B – L'état d'urgence sanitaire

La crise sanitaire du Covid 19 a imposé aux pouvoirs publics de prendre des mesures rapides et inédites (notamment, l’interdiction de déplacement des personnes). A cette fin, le législateur a, par la loi du 23/03/2020, élaboré un nouveau régime d’exception appelé « état d’urgence sanitaire ». Ce régime est applicable seulement jusqu’à une date déterminée : reportée à plusieurs reprises, la fin de ce régime s’est faite le 31/07/2022.

Ce nouvel état d’urgence vise à lutter contre l’épidémie, exceptionnellement grave, de coronavirus et confère, à cette fin, aux diverses autorités administratives des pouvoirs particulièrement étendus. Il présente, également, la particularité de faire jouer aux données scientifiques un rôle majeur, de sorte qu’il « doit trouver un équilibre, non seulement et de manière classique, entre ordre public et libertés mais aussi entre le pouvoir politique et le pouvoir scientifique » (P-L. Frier, J. Petit, Droit administratif, 16° édition, 2022 - 2023).

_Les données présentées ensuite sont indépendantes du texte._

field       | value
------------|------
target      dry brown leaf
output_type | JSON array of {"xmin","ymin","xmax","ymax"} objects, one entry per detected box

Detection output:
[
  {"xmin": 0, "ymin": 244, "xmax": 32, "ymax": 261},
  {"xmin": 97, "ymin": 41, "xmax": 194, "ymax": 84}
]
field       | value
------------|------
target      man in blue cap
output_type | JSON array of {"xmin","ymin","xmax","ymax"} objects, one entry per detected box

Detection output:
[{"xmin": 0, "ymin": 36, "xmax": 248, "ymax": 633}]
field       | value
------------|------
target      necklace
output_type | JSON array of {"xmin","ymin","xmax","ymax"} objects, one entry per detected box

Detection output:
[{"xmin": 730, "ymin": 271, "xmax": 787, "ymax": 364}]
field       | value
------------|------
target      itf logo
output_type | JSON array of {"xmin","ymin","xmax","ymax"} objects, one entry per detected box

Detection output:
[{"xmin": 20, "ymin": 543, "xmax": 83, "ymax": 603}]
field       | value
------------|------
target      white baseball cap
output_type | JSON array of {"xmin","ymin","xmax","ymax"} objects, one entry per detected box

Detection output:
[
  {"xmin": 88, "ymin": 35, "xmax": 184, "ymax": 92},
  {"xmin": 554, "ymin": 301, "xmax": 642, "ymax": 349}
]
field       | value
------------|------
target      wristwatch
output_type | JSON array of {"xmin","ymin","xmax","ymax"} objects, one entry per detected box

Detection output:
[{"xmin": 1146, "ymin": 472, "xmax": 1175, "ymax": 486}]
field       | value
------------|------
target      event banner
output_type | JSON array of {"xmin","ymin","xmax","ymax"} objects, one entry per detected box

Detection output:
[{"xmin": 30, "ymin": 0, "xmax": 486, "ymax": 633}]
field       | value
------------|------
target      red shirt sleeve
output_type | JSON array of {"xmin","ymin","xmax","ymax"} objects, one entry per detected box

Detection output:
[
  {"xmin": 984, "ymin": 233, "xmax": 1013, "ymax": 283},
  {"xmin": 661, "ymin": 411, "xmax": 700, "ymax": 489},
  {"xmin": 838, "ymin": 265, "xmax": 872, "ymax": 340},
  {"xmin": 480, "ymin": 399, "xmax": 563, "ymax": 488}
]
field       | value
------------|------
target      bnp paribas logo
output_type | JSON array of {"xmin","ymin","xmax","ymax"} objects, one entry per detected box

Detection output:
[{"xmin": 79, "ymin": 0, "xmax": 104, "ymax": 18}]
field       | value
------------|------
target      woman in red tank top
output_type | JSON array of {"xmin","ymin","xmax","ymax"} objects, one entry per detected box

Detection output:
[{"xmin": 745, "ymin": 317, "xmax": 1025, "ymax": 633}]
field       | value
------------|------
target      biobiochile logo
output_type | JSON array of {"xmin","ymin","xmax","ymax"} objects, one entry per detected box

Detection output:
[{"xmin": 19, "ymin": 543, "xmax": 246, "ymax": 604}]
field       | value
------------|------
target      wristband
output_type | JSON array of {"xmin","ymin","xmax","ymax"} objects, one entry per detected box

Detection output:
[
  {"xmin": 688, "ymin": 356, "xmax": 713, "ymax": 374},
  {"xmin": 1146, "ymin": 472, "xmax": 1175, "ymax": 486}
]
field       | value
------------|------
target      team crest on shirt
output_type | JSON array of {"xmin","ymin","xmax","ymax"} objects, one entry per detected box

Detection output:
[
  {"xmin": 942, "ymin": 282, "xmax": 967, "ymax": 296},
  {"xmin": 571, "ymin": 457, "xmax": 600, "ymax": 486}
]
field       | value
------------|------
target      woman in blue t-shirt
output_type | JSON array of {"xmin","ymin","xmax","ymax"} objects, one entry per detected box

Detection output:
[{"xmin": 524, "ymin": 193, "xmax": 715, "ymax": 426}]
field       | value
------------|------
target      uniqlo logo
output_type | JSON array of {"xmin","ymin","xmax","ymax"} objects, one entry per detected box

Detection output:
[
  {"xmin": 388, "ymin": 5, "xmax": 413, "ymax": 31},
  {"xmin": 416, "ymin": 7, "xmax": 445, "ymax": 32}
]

Ce régime d’exception peut être déclenché, en cas de « catastrophe sanitaire mettant en péril, par sa nature et sa gravité, la santé de la population », par décret en Conseil des ministres pris sur le rapport du ministre de la Santé et sur la base de données scientifiques rendues publiques. Sa prorogation au-delà d’un mois doit être autorisée par le Parlement pour une durée que ce dernier détermine et sur la base de l’avis d’un comité de scientifiques. Il peut y être mis fin par décret en Conseil des ministres avant l’expiration du délai fixé par la loi le prorogeant, après avis du comité de scientifiques. En 2020, ce n’est pas cette procédure qui a été, initialement, suivie, puisque c’est la loi du 23/03/2020 qui a elle-même déclaré l’état d’urgence sanitaire pour une durée de deux mois, durée prolongée par la suite. Puis, une nouvelle déclaration de l’état d’urgence sanitaire a, cette fois-ci, été décidé, conformément au régime prévu, par un décret du chef de l’Etat du 14/10/2020, suivi de deux lois de prolongation.

L’état d’urgence sanitaire a, essentiellement pour effet d’étendre les pouvoirs de police administrative des autorités exécutives, avec au cœur du dispositif le Premier ministre. Celui-ci peut, notamment, « interdire aux personnes de sortir de leur domicile, sous réserve des déplacements strictement indispensables aux besoins familiaux ou de santé » ou ordonner la fermeture de certains commerces. Cette prérogative lui a, d’abord, été reconnue en vertu de la théorie jurisprudentielle des circonstances exceptionnelles, puis sur la base de la loi du 23/03/2020.  Le juge administratif exerce, toutefois, un contrôle sur ces mesures en s’assurant qu’elles sont proportionnées aux finalités sanitaires qui les justifient. 

La fin de l’épidémie de Covid 19 a, cependant, poussé le législateur à supprimer le régime de l’état d’urgence sanitaire (loi du 30/07/2022). Ainsi, depuis le 1°/08/2022, les dispositions du Code de la santé publique qui permettaient de le déclarer sont caduques, de sorte qu’en l'état actuel du droit, il n'est plus possible de déclarer l'état d'urgence sanitaire. En cas de nouvelle crise sanitaire, le Gouvernement devra, alors, obtenir du Parlement l’autorisation de prendre les mesures appropriées. Le Conseil scientifique, chargé de donner son avis sur l'état de la pandémie et les mesures à prendre pendant deux ans, a, également, été supprimé et remplacé par un Comité de veille et d’anticipation des risques sanitaires.